The Last Full Measure
Then the mounted officer drew his sword with a dramatic gesture, raising it high as he called out loudly. “Company, advance!”
    Armistead’s voice came again. “Steady on the left! Steady on the right!”
    Chamberlain, his eyes on the officer whose horse was now trotting forward, drew his pistol and echoed Armistead. “Steady!”
    “Ready!” Armistead called. Behind the officer, the column of regular soldiers hurried forward, still in tight formation, but slowing as they tackled the slope of the road leading up the hill. “Fire!”
    The stone wall before Chamberlain erupted in a blaze of fire and gouts of smoke that momentarily obscured his view of the pike. Amid the chaos of smoke and noise Sergeant Maines kept walking along the wall, ordering the men to continue shooting while Maines himself reloaded his carbine, pausing each time he aimed and fired. Remembering Armistead’s orders, Chamberlain forced himself to walk at a steady pace despite legs which threatened to shake uncontrollably, walk to the tiny bastion near the road, where a half-dozen men were firing as fast as they could load.
    “Cease fire!” Armistead’s command came across the pike, and once again Chamberlain repeated it as the defenders’ fire tapered off into a final few shots.
    As the smoke blew clear Chamberlain saw that the pike was choked with bodies, blood covering the surface of the road in a dark pool. He wondered what had become of the officer, then saw his horse galloping toward the rear, the regular officer slumped in the saddle. In the officer’s wake, the surviving soldiers from the company were running back, but as they encountered the rest of the regiment they were stopped.
    Armistead came walking through the smoke, his face impassive. “They will not make that mistake again. Colonel Lee now knows he must fight here, and Major Sickles appears badly enough wounded that he will not be urging any more heedless attacks.”
    As Armistead had predicted, the next advance revealed a more serious attitude by the regulars toward the defenders. In clear view of the defenders on the hill, but well out of range of any of their weapons, two other companies in the regular regiment marched even with the farm house, then shifted their formations into lines facing the hill. Behind them, the two cannon unlimbered, then began hurling shots toward the defending volunteers. Chamberlain felt an urge to seek cover as the cannon shells began exploding, then realized that the artillery fire was all overshooting, falling behind the defenders’ positions. “Them toy guns ain’t a problem for us,” Sergeant Maines assured the other men behind the wall. “Hitting the top of a hill is hard work even for the best artillerymen. They’ll keep dropping rounds on the civilians in the town behind us. You just keep your heads down and aim well when the next attack comes.”

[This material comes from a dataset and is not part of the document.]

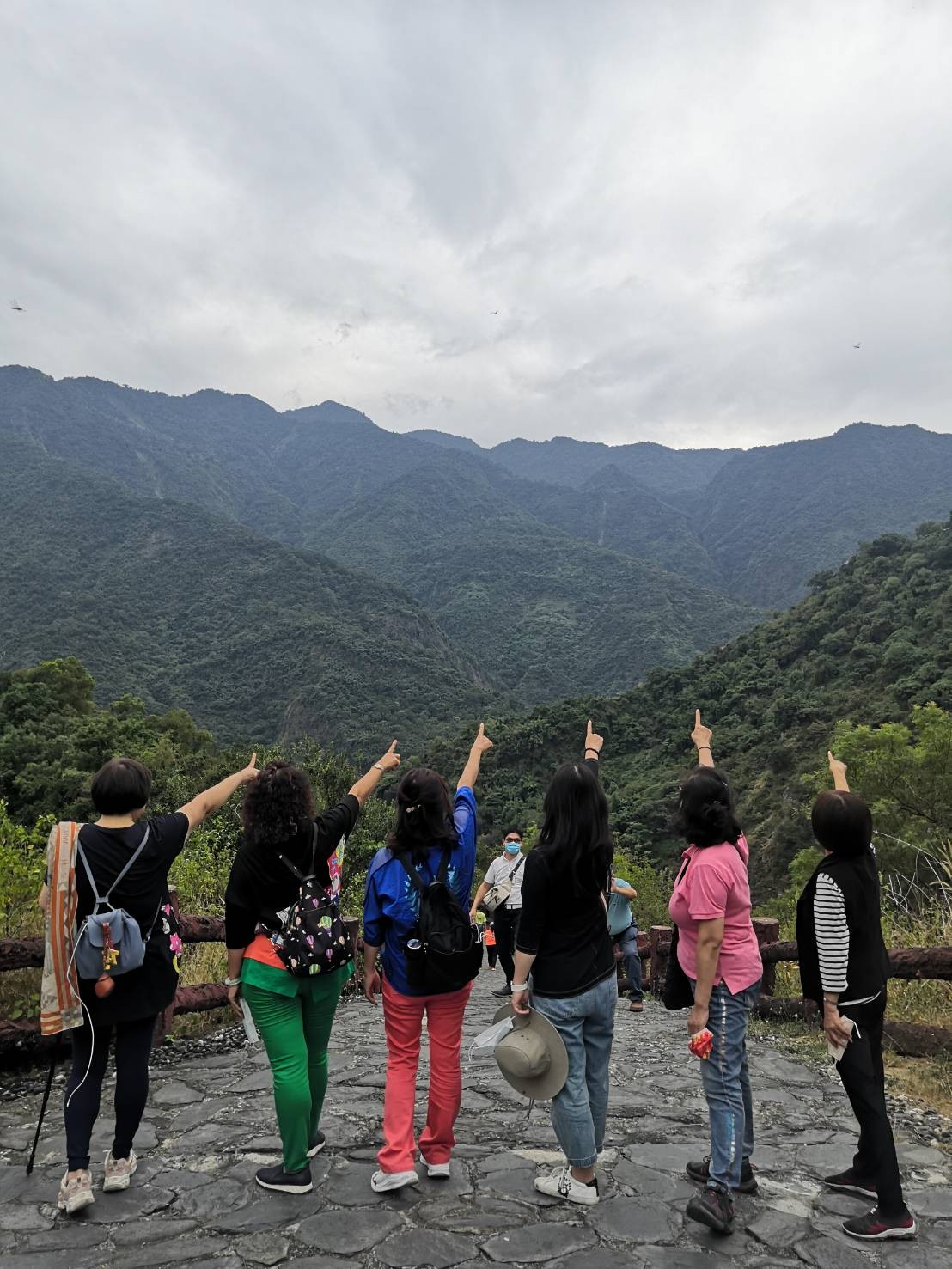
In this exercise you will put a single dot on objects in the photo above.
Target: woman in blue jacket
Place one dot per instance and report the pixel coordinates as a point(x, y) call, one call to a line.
point(428, 825)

    Chamberlain got his feet into motion again, walking up and down his short line, trying to act confident as the lines of regular infantry came marching steadily toward the hill. Behind him he could hear sporadic bursts of gunfire and bugle calls where Buford was still tying down Stuart in the streets of the town. If silence fell it would mean Buford had been defeated. It was a surprise to realize that the sounds of combat could be comforting.
    The two companies of regular troops had formed up in a straight line, each company’s line formation separated from the next by a small gap. Each company line of about one hundred men stood about fifty men long in two ranks, the second close behind the first, each man’s shoulders almost touching those of his companions on either side. Officers stood out before their companies, then another officer rode out in front of them all, called a command, and the entire force of regulars began moving up the hill. “How can we miss?” Chamberlain wondered as he looked at them coming steadily closer.
    “Not easily,” Sergeant Maines observed.